The world’s biggest sporting event is underway in the United States, but many businesses that expected an immediate economic windfall are still waiting.
Hotels, restaurants, airlines, and tourism operators across several host cities entered the 2026 FIFA World Cup expecting a surge of international visitors. While demand has increased, early results suggest the benefits are arriving unevenly.
“Demand is real and positive, but it’s not evenly distributed across host cities,” said Jay Wardle, president of travel-data company Sojern.
The expectation was straightforward.
More teams, more matches, and more fans would mean more spending.
FIFA has projected the tournament could contribute approximately $17.2 billion to U.S. GDP, while a study by Tourism Economics estimated international visitors would stay roughly 12 days, attend multiple matches, and spend more than $400 per day.

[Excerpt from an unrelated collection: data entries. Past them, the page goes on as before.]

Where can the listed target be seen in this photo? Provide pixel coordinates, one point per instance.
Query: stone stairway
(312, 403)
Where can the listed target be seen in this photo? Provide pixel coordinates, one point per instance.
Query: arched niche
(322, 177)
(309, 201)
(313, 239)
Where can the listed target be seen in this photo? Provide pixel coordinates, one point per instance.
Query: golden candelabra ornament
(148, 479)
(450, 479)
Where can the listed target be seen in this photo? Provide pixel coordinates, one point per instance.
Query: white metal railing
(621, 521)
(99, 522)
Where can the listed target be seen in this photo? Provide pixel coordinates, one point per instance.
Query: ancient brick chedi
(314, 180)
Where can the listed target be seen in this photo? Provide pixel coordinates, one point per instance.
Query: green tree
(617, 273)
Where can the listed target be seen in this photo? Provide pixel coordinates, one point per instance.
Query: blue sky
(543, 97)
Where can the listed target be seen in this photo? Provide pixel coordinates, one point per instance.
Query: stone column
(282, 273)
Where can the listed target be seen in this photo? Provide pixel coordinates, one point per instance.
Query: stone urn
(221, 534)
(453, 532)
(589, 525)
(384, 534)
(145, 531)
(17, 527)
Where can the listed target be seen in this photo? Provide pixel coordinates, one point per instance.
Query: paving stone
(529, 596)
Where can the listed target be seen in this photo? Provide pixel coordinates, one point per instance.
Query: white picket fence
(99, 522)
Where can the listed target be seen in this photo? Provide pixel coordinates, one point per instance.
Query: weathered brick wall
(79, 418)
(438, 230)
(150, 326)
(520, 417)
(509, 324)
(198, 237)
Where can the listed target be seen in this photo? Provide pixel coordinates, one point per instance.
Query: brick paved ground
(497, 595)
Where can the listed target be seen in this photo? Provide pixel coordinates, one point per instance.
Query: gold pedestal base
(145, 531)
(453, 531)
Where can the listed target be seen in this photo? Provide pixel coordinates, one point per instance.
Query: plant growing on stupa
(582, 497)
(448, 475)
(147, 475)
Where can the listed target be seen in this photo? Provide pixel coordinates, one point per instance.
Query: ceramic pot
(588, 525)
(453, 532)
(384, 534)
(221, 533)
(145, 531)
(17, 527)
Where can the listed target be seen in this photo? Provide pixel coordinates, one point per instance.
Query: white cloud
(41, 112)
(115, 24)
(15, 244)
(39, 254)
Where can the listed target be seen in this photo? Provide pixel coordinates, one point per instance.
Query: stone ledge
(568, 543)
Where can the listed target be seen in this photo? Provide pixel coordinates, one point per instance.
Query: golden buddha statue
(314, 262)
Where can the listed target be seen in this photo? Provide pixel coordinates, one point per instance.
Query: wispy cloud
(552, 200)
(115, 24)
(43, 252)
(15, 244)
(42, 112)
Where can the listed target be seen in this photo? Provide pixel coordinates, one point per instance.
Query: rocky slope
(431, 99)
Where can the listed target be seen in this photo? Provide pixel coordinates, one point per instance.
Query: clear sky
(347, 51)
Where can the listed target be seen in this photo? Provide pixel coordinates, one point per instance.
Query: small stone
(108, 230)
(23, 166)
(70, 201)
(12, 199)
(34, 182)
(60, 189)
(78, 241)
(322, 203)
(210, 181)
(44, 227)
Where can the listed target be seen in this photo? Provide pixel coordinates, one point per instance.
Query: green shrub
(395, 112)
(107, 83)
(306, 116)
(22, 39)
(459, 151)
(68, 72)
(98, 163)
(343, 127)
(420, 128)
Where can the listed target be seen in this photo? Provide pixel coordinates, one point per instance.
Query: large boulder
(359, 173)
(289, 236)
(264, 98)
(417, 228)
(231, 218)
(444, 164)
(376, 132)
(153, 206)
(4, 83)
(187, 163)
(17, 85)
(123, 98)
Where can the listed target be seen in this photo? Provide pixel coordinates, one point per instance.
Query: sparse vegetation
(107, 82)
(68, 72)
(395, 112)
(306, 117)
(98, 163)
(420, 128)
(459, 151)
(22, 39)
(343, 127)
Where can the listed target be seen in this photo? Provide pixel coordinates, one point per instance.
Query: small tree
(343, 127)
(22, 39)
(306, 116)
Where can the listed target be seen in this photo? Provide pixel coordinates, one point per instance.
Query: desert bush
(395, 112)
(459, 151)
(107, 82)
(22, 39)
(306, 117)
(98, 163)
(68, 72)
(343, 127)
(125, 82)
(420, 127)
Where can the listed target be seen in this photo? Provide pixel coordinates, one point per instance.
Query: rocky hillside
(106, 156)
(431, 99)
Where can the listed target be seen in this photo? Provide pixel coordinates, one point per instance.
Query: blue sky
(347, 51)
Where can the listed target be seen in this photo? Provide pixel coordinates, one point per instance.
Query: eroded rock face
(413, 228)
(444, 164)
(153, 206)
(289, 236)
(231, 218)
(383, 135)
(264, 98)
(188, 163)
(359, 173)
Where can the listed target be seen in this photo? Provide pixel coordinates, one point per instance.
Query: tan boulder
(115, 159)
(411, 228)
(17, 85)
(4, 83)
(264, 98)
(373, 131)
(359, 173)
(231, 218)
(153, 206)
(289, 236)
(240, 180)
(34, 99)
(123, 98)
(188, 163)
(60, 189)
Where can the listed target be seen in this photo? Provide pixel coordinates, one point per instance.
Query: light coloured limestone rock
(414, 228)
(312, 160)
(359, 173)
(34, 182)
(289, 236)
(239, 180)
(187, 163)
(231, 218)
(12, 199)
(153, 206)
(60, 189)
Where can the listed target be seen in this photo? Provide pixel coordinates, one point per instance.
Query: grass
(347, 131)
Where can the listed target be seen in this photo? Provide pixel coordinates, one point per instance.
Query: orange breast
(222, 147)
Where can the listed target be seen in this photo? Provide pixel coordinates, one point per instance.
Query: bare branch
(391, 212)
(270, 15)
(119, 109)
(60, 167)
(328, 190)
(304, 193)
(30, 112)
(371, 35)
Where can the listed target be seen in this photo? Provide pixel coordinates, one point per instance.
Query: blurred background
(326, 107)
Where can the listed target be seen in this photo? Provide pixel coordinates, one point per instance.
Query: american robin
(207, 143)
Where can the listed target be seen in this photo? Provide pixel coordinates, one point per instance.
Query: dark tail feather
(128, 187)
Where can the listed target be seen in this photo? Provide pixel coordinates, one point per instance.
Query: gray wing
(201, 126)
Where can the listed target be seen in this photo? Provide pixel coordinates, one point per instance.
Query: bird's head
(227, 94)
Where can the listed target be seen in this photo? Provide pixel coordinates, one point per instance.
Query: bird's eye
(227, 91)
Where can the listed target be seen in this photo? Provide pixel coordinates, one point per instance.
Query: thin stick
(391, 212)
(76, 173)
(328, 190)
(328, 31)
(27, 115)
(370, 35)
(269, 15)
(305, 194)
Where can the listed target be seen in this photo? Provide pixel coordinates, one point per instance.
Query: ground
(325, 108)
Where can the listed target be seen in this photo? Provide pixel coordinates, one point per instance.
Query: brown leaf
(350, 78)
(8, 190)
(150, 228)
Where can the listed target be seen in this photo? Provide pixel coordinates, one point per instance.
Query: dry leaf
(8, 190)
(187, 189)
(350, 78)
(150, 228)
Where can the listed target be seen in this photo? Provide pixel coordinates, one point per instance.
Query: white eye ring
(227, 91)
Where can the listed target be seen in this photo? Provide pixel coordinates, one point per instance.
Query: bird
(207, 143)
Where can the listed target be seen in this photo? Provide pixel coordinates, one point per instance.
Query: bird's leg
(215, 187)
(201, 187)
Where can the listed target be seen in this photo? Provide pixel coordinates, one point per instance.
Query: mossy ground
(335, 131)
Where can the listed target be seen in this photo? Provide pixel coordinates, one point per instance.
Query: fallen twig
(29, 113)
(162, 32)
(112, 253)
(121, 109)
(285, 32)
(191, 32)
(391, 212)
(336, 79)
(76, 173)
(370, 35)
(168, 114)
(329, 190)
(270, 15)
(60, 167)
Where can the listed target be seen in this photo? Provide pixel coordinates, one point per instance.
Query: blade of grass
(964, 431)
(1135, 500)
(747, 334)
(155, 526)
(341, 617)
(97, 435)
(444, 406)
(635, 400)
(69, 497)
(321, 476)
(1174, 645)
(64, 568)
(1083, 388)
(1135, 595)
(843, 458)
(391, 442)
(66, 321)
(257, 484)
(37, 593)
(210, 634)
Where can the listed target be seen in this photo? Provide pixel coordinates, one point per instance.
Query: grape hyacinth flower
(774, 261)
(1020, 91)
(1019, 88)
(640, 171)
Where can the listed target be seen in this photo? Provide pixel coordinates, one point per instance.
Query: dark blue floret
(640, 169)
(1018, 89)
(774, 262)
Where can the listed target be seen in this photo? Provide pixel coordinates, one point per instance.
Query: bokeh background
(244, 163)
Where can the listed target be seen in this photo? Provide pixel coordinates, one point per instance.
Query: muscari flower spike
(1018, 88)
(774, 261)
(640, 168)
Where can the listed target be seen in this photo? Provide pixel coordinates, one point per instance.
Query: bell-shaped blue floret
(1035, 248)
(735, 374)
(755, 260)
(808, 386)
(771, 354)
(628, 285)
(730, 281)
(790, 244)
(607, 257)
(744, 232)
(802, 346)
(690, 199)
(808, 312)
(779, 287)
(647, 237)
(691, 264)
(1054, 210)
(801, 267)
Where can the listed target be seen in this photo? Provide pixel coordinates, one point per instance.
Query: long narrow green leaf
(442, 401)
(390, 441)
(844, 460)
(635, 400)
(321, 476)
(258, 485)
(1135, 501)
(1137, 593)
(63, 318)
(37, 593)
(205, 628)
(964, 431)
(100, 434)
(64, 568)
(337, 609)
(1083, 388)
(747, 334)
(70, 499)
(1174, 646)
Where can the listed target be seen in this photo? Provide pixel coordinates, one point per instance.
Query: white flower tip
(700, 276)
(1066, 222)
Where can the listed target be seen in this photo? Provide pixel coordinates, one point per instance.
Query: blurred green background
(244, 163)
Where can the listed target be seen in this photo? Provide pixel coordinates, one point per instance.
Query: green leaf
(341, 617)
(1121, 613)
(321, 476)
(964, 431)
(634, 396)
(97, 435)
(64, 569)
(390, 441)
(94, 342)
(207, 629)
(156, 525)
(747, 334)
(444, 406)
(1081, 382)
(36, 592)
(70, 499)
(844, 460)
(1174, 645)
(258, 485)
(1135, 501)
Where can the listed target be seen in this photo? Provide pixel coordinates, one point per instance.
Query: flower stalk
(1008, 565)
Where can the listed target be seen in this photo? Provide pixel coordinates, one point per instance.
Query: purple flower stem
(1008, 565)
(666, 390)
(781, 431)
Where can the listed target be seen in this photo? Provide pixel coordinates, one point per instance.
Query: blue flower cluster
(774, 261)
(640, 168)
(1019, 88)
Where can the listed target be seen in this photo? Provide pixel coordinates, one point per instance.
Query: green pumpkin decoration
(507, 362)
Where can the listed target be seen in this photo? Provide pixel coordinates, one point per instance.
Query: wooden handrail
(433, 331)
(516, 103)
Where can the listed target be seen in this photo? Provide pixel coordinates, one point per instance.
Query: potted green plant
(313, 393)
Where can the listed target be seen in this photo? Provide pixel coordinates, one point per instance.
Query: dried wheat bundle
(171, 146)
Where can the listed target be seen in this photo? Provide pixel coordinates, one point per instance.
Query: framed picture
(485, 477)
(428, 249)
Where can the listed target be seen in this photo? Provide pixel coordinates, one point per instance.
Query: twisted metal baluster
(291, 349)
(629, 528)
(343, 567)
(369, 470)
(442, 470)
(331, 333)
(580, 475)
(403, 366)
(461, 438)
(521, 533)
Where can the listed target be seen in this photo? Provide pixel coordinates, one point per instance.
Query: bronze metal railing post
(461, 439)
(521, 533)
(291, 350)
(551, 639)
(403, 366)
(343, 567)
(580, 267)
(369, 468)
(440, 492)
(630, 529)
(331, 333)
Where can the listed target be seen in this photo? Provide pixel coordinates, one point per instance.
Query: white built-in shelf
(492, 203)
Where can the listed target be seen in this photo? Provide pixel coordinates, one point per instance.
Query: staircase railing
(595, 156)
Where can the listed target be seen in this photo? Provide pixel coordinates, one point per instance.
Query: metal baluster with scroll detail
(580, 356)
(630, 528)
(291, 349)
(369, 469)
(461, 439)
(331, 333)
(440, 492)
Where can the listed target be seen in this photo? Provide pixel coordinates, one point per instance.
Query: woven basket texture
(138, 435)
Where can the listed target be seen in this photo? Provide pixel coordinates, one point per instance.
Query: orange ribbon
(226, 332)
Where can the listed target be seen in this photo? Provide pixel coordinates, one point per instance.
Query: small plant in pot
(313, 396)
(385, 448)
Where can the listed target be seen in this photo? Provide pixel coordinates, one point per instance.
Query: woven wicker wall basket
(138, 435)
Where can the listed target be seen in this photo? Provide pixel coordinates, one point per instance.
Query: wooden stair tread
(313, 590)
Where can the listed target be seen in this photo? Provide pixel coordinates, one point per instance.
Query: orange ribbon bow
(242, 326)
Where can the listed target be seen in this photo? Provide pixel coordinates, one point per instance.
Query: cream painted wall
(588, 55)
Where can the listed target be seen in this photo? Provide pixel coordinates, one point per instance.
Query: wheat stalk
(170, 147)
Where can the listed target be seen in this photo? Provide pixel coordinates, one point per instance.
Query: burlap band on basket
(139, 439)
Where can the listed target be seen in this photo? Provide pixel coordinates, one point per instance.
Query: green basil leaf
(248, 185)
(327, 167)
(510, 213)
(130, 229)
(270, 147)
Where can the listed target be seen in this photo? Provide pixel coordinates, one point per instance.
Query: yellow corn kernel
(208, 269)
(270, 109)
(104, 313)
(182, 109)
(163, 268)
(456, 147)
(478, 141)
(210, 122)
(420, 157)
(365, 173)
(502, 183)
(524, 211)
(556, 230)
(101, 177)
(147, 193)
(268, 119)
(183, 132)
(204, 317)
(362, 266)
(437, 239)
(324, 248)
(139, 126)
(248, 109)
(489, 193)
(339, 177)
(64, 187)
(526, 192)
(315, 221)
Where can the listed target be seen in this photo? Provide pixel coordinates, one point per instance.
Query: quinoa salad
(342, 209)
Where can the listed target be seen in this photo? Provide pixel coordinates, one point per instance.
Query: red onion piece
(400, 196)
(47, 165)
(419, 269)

The reality has been more complicated.
Deutsche Bank estimates that even if the tournament attracts approximately 1.2 million international visitors, the impact on U.S. GDP would amount to only about 0.05% — meaningful but relatively small within the context of the overall American economy.
Travel data reveals substantial variation between host cities.
According to Sojern, flight bookings have increased approximately 13% in Houston, 10% in Dallas-Fort Worth, and around 8% in both Miami and New York.
Other cities have not experienced the same gains.
Seattle is reportedly tracking below last year’s pace, while several host locations outside the United States have also seen softer demand than anticipated.
One challenge has been affordability.
The expanded World Cup format created more matches and significantly more available seats. At the same time, high ticket prices, expensive travel costs, and visa-related hurdles have discouraged some international visitors.
Hotels have already adjusted expectations.
Several major properties have reduced room rates after the anticipated surge in foreign visitors failed to fully materialize.
Marriott International CEO Anthony Capuano recently indicated that the company expects only a modest increase in U.S. hotel revenue from the tournament.
Meanwhile, short-term rental operators appear to be benefiting.
Airbnb has stated that it expects the World Cup to become its largest event-driven demand period ever, surpassing even the 2024 Paris Olympics.
The spending is arriving.
It is simply flowing through different channels than many traditional hospitality operators expected.
The New York–New Jersey region remains one of the most closely watched markets.
Local organizers project approximately $3.3 billion in economic impact, with New Jersey officials estimating roughly $2 billion of that total could remain within the state.
Whether those projections ultimately prove accurate remains an open question.
For now, the verdict is simple: the World Cup’s economic impact is real, but the early benefits have been uneven and smaller than many businesses anticipated.
With several weeks of matches remaining, there is still time for demand to strengthen.
The tournament may yet deliver on its economic promise.
But for many businesses, the expected flood of spending has not arrived — at least not yet.